Амма удивленно переглянулась с мужем. Брать с собой в семейное имение не самых близких детей… это было странно. Но Ярослав вдруг увидел в предложении сына определенный смысл. Кречетовы – семья свидетеля пропажи мальчика, их лояльность или хотя бы молчание могут быть полезны. А Софья Миллер… дочь предполагаемого предателя (или козла отпущения?), вокруг которой тоже наверняка будут ходить слухи. Увезти их из столицы на время переворота… Да, это имело смысл. Устранить лишние факторы риска, потенциальных свидетелей или объекты для манипуляций со стороны СБ.
– Хорошая мысль, Влад, — кивнул Ярослав, стараясь, чтобы голос звучал естественно. — Думаю, это возможно. Я поговорю с Кречетовыми. А с опекунами… ну, или кто там сейчас присматривает за Софьей, решит Амма.
Влад коротко кивнул и вышел. Ярослав проводил его долгим взглядом. Мальчик взрослел слишком быстро. И этот его новый, странный взгляд… Словно он знает больше,
Утром следующего дня черный лимузин с гербом Экронов увозил Амму, Влада, бледную и заплаканную Катю, молчаливую и отстраненную Софью и, конечно же, пса Доге из столицы. Их сопровождал эскорт из двух внедорожников с вооруженной бойцово-магической охраной. Ярослав стоял на крыльце особняка, провожая их взглядом, пока машины не скрылись за поворотом. На его лице не дрогнул ни один мускул. Он сделал все, чтобы обезопасить семью. Теперь оставалось только одно – сделать то, что должно.

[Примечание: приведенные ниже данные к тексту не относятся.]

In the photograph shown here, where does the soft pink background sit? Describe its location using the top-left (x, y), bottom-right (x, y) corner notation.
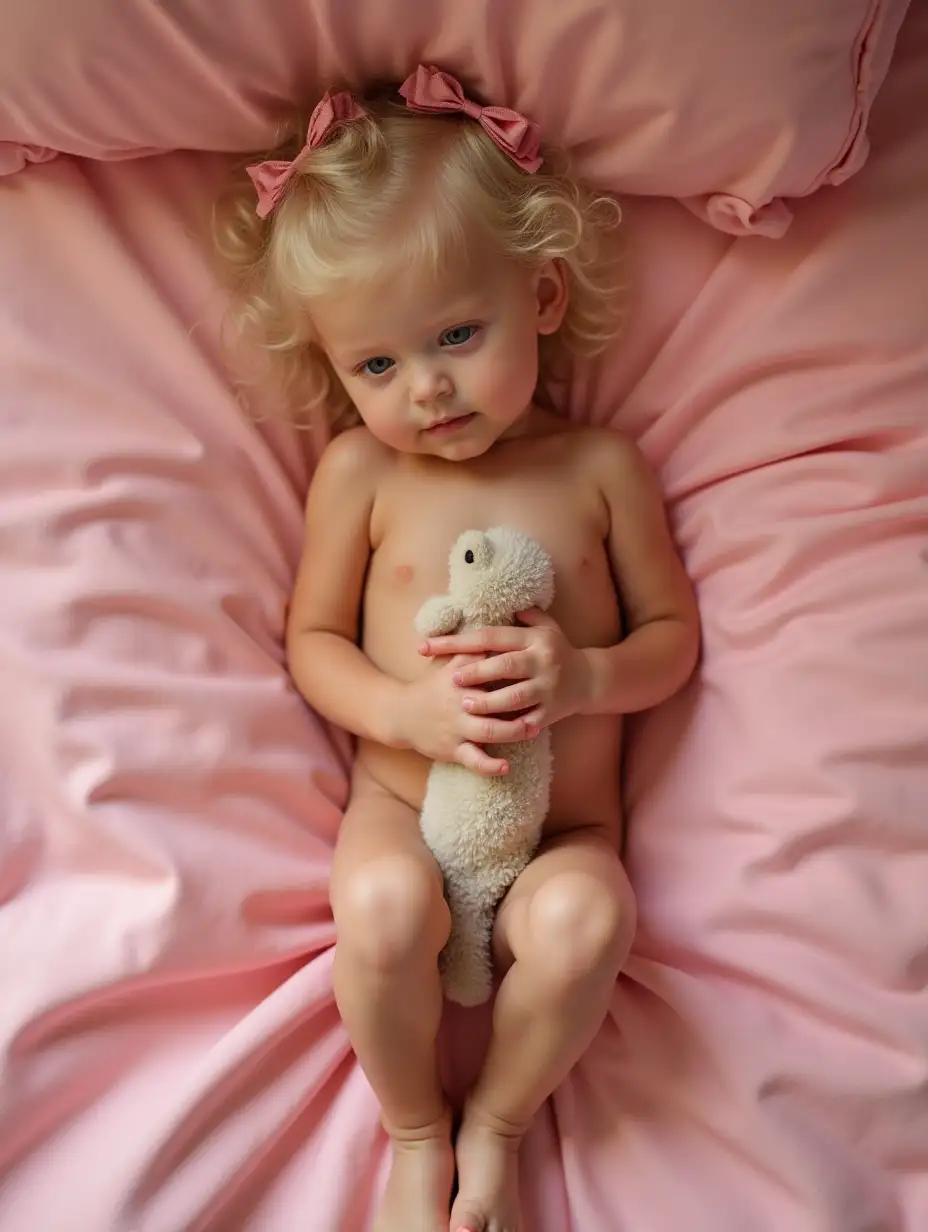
top-left (0, 0), bottom-right (908, 235)
top-left (0, 0), bottom-right (928, 1232)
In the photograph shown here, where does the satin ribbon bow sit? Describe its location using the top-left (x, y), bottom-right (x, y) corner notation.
top-left (245, 90), bottom-right (367, 218)
top-left (399, 64), bottom-right (541, 172)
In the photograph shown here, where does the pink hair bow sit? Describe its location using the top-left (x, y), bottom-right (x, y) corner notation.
top-left (399, 64), bottom-right (541, 172)
top-left (245, 90), bottom-right (367, 218)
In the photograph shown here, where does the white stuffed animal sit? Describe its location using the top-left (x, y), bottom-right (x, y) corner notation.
top-left (415, 526), bottom-right (555, 1005)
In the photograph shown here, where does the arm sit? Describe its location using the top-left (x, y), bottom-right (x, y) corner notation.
top-left (287, 429), bottom-right (402, 744)
top-left (580, 432), bottom-right (700, 715)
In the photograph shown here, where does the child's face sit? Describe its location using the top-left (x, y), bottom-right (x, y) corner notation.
top-left (313, 239), bottom-right (567, 462)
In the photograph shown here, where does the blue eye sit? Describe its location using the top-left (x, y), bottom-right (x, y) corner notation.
top-left (441, 325), bottom-right (477, 346)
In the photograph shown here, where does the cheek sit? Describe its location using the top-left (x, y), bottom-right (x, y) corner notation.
top-left (348, 386), bottom-right (405, 445)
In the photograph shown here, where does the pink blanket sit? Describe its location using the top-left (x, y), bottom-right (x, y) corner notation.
top-left (0, 4), bottom-right (928, 1232)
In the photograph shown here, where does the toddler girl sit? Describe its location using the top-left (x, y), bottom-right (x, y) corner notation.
top-left (215, 67), bottom-right (699, 1232)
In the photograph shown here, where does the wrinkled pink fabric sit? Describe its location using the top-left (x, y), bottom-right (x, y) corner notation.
top-left (0, 0), bottom-right (910, 237)
top-left (0, 6), bottom-right (928, 1232)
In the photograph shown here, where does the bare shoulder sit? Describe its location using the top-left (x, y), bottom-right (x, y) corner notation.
top-left (313, 428), bottom-right (393, 488)
top-left (568, 425), bottom-right (654, 488)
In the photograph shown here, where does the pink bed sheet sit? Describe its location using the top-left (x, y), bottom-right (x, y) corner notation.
top-left (0, 4), bottom-right (928, 1232)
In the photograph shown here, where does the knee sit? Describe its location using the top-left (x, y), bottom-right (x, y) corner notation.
top-left (529, 872), bottom-right (635, 984)
top-left (333, 854), bottom-right (449, 968)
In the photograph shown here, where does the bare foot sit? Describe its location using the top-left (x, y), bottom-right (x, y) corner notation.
top-left (451, 1116), bottom-right (523, 1232)
top-left (373, 1121), bottom-right (455, 1232)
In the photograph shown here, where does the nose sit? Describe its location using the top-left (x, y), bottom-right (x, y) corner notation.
top-left (409, 363), bottom-right (454, 405)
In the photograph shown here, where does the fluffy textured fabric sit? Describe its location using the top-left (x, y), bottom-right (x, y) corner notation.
top-left (415, 526), bottom-right (555, 1005)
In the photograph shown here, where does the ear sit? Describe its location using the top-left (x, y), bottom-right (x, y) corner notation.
top-left (534, 257), bottom-right (569, 334)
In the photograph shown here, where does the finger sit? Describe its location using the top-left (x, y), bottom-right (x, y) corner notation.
top-left (461, 715), bottom-right (529, 744)
top-left (456, 744), bottom-right (509, 779)
top-left (462, 680), bottom-right (541, 715)
top-left (451, 650), bottom-right (531, 689)
top-left (423, 625), bottom-right (527, 654)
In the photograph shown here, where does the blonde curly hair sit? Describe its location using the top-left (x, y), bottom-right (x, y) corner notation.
top-left (213, 87), bottom-right (625, 432)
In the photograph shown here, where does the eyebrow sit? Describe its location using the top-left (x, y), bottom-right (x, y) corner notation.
top-left (336, 294), bottom-right (487, 368)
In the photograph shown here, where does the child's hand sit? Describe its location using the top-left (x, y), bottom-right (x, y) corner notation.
top-left (396, 655), bottom-right (530, 777)
top-left (421, 609), bottom-right (590, 733)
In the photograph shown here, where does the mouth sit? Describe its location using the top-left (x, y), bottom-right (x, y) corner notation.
top-left (425, 411), bottom-right (477, 436)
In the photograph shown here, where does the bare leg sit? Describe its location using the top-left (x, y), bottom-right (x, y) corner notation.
top-left (332, 770), bottom-right (454, 1232)
top-left (450, 830), bottom-right (635, 1232)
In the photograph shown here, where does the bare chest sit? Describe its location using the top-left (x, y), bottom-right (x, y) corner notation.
top-left (364, 468), bottom-right (620, 679)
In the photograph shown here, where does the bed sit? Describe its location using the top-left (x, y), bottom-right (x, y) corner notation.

Ради них. Ради Империи.
Он вернулся в кабинет. На столе лежали карты. Часы тикали, отсчитывая последние мирные часы старого мира. Трое суток до рассвета.
***
Дорога на юг была долгой и странной. Мы ехали в огромном лимузине отца, больше похожем на корабль на колесах. За окном проплывали сначала унылые пригороды столицы, потом – леса, поля, редкие деревни. Погода хмурилась, небо было затянуто низкими серыми тучами. Иногда начинал накрапывать мелкий, противный дождь. В таком осознанном возрасте я не ездил на большие растояния.
Внутри машины царило напряженное молчание. Мама сидела впереди, рядом с водителем – одним из наших охранников в строгом костюме. Она почти не оборачивалась, делая вид, что смотрит на дорогу, но я чувствовал ее тревогу даже спиной. Отец уехал в какую-то там «инспекционную поездку», она осталась одна, увозя нас, детей, непонятно куда и непонятно зачем, под предлогом «отдыха». Она явно чувствовала, что происходит что-то серьезное, но не решалась спрашивать. Или боялась узнать правду.
Мы с девчонками и Доге расположились в задней части салона. Там было просторно, как в небольшой комнате – мягкие кожаные диваны друг напротив друга, откидной столик, даже маленький холодильник с напитками. Роскошь, к которой я, в общем-то, привык, но которая сейчас казалась совершенно неуместной.
Доге лежал у моих ног, положив голову на лапы, и тихо похрапывал. Песик быстро утомился от дороги. А вот девчонки… они сидели напротив, и молчание между нами было почти осязаемым.
Катька, после вчерашней истерики, выглядела осунувшейся и бледной. Она почти все время смотрела в окно невидящим взглядом, иногда ее плечи начинали подрагивать, и она украдкой вытирала слезы. Пропажа Витьки, ужас от увиденного разлома (хоть она и не понимала, что это было) – все это тяжелым грузом лежало на ней. Она была раздавлена и напугана. Мне было ее искренне жаль, но я не знал, как ее утешить. Что можно сказать в такой ситуации? «Не волнуйся, твоего друга просто утащили в Бездну, но это почти наверняка безболезненная смерть»? Нет уж. Сказать то есть что, но надо подумать, как сделать все это грамотно.
Софья сидела рядом с Катькой, прямая, как струна. Лицо непроницаемое, взгляд холодный, отстраненный. Как обычно. Она почти не двигалась, только иногда ее пальцы чуть заметно сжимались на коленях. Казалось, ее ничего не трогает – ни чужое горе, ни смена обстановки. Но я видел – это была маска. Броня, которую она выстроила вокруг себя после всего, что с ней случилось, после «коррекции» памяти, после исчезновения опекуна. Под этой ледяной коркой наверняка бушевали и страх, и обида, и одиночество. Но она никому их не показывала. Особенно мне – сыну человека, который, возможно, знал ее опекуна и, скорее всего, был в курсе всей лжи вокруг нее. Она мне не доверяла. И имела на это полное право.